There’s a scene in the recently rebooted 21 Jump Street where Channing Tatum and Jonah Hill are going back to school. They look around at all the cliches and quickly identify what they thought were the cool kids. Now back in their days the cool kids were these rude kids who don’t give a fuck and smoke and drink and skip classes but when they happen on these kids, they are all about saving the earth and stuff. Times have changed. It was a weird, funny and true scene.

Which brings me to Shame. They are young, they are brash, they are in your face. When you take a look at them on stage, it’s not entirely far fetched to say they look like they came out of a time warp from London in 1979. Some bands just have it. Shame has that presence. They are awesome.
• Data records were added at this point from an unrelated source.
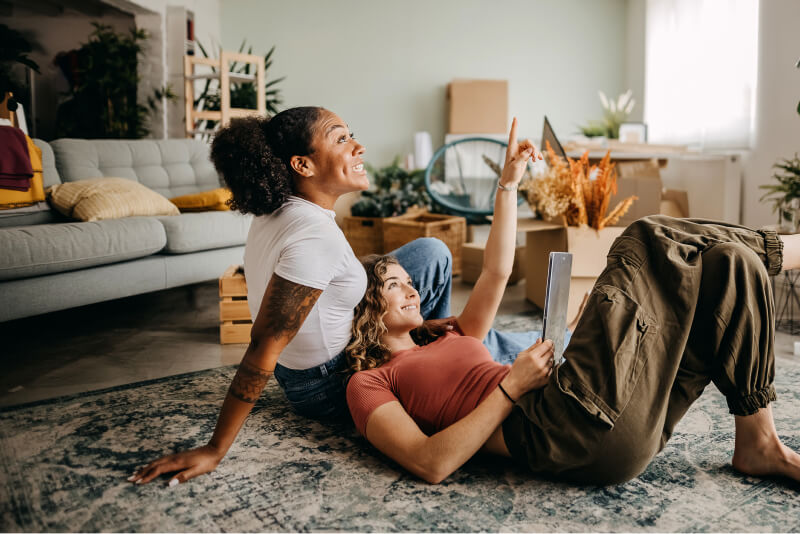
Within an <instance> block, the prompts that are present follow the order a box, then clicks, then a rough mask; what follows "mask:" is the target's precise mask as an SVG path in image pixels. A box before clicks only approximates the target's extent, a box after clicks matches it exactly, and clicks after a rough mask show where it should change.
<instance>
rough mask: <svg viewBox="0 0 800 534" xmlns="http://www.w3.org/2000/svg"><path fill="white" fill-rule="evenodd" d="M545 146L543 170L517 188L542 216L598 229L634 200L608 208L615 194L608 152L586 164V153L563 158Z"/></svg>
mask: <svg viewBox="0 0 800 534" xmlns="http://www.w3.org/2000/svg"><path fill="white" fill-rule="evenodd" d="M546 145H547V159H548V162H549V168H548V170H547V173H546V174H545V175H544V176H541V177H538V178H528V179H526V180H525V181H523V183H522V184H521V185H520V188H519V189H520V191H521V192H523V193H524V194H525V197H526V199H527V201H528V204H530V206H531V208H533V209H534V210H535V211H536V212H537V213H539V214H540V215H542V217H544V218H545V219H550V220H563V221H564V224H565V225H566V226H583V225H586V226H590V227H592V228H594V229H595V230H602V229H603V228H605V227H606V226H613V225H614V224H615V223H617V221H619V219H620V217H622V216H623V215H625V213H627V211H628V210H629V209H630V207H631V205H632V204H633V203H634V201H636V200H637V197H636V196H630V197H627V198H625V199H623V200H621V201H619V202H618V203H617V205H616V206H614V208H613V209H611V211H609V210H608V208H609V203H610V201H611V197H612V196H613V195H615V194H616V193H617V170H616V168H615V164H614V163H612V162H611V161H610V159H611V153H610V151H609V152H606V155H605V157H604V158H603V159H602V160H601V161H600V163H598V164H596V165H590V164H589V152H584V154H583V156H582V157H581V158H580V159H578V160H573V159H572V158H567V159H566V161H565V160H564V159H563V158H561V157H560V156H558V155H556V153H555V151H554V150H553V148H552V147H551V146H550V143H549V142H547V144H546Z"/></svg>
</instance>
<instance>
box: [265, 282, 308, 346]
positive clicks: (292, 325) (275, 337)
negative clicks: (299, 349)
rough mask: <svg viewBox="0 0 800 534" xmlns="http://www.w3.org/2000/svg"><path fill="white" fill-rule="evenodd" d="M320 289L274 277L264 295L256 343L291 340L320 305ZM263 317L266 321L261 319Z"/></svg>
mask: <svg viewBox="0 0 800 534" xmlns="http://www.w3.org/2000/svg"><path fill="white" fill-rule="evenodd" d="M321 293H322V290H321V289H314V288H312V287H307V286H303V285H300V284H295V283H294V282H290V281H288V280H286V279H284V278H281V277H280V276H278V275H276V274H274V275H272V280H270V282H269V285H268V286H267V291H266V292H265V294H264V300H263V302H262V306H261V310H260V311H259V319H263V320H257V321H256V324H255V325H254V332H253V334H256V335H254V336H252V337H253V338H254V339H268V338H269V339H274V340H276V341H277V340H279V339H280V338H282V337H289V338H292V337H294V335H295V334H296V333H297V331H298V330H300V326H302V324H303V321H305V320H306V317H307V316H308V313H309V312H310V311H311V308H313V307H314V304H315V303H316V302H317V299H318V298H319V296H320V294H321ZM262 316H263V317H262Z"/></svg>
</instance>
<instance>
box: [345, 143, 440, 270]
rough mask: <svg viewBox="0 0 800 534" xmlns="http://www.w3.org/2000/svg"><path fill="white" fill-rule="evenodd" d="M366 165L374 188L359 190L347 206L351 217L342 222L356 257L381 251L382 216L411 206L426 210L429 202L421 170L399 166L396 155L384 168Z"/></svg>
mask: <svg viewBox="0 0 800 534" xmlns="http://www.w3.org/2000/svg"><path fill="white" fill-rule="evenodd" d="M366 168H367V171H368V172H369V174H370V175H371V176H372V178H373V184H374V189H372V190H370V191H364V192H362V193H361V199H360V200H359V201H358V202H356V203H355V204H353V205H352V206H351V207H350V213H351V216H348V217H345V218H344V222H343V229H344V234H345V236H346V237H347V240H348V241H349V242H350V246H351V247H353V251H354V252H355V254H356V256H359V257H361V256H365V255H367V254H382V253H383V252H384V250H383V248H384V247H383V220H384V219H385V218H387V217H394V216H398V215H403V214H405V213H406V212H407V211H409V209H413V208H414V207H418V208H420V209H428V208H430V203H431V201H430V197H428V193H427V191H426V190H425V172H424V171H423V170H422V169H418V170H414V171H407V170H406V169H404V168H402V167H401V166H400V157H399V156H398V157H396V158H395V159H394V161H392V163H391V164H390V165H388V166H386V167H383V168H380V169H376V168H374V167H372V166H371V165H367V166H366Z"/></svg>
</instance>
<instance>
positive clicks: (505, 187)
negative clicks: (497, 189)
mask: <svg viewBox="0 0 800 534" xmlns="http://www.w3.org/2000/svg"><path fill="white" fill-rule="evenodd" d="M497 189H500V190H501V191H516V190H517V186H512V187H506V186H504V185H503V184H501V183H500V182H497Z"/></svg>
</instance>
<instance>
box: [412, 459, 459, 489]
mask: <svg viewBox="0 0 800 534" xmlns="http://www.w3.org/2000/svg"><path fill="white" fill-rule="evenodd" d="M444 464H445V462H444V461H436V460H431V461H428V462H426V465H424V466H422V467H421V469H419V471H418V472H417V475H418V476H419V477H420V478H421V479H422V480H424V481H425V482H427V483H428V484H439V483H441V482H442V481H443V480H444V479H446V478H447V477H449V476H450V474H451V473H452V472H453V471H454V470H453V469H448V467H447V466H446V465H444Z"/></svg>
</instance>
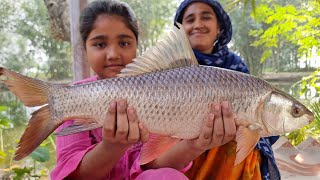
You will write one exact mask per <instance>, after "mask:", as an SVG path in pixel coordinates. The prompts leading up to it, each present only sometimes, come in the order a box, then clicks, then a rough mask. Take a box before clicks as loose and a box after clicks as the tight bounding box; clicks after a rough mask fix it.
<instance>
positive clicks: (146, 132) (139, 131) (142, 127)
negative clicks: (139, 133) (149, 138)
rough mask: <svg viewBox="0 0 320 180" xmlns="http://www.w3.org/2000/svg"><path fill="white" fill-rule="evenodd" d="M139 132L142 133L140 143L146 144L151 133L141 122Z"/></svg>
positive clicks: (140, 137) (139, 128)
mask: <svg viewBox="0 0 320 180" xmlns="http://www.w3.org/2000/svg"><path fill="white" fill-rule="evenodd" d="M139 130H140V131H139V132H140V141H141V142H142V143H145V142H147V141H148V139H149V131H148V130H147V129H146V128H145V127H144V126H143V124H142V123H141V122H139Z"/></svg>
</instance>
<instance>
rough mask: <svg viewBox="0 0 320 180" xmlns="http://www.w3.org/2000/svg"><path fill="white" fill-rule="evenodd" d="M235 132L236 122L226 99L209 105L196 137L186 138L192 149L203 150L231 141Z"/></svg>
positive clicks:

Lead singer Charlie Steen paces on stage, he sneers menacingly at the crowd. When you see him on stage, you really come to terms with the fact that some people were born to be singers. He is one of them. The way he carries himself, the way he grabs the mic as he spits out his songs, and the way he switches hands manically on the mic. It’s all mesmerizing and it’s incredibly hard not to get into it when you are there. His presence is intense and that intensity spreads throughout the crowd.

This is great, because Shame plays a really aggressive brand of post punk rock music. By the time the second song hit, the mosh pit was flowing, moving faster and faster to match the pace of the drums with the crowd feeding off the energy of the band (or vice versa). It was getting chaotic.

Which brings me back to the top. These kids seem like good kids – during a mid song break, Charlie Steen reminded the crowd that this was just all entertainment, but everyone should be allowed to have a good time, and that we shouldn’t all be that aggressive to each other. It was an odd thing for a band that incites such an intense crowd to say, but I thought it was pretty cool.

Anyways, Shame is awesome live. They have big loud guitar songs, a hell of a presence on stage and just this vital energy about them that makes you wish you were young and fun again.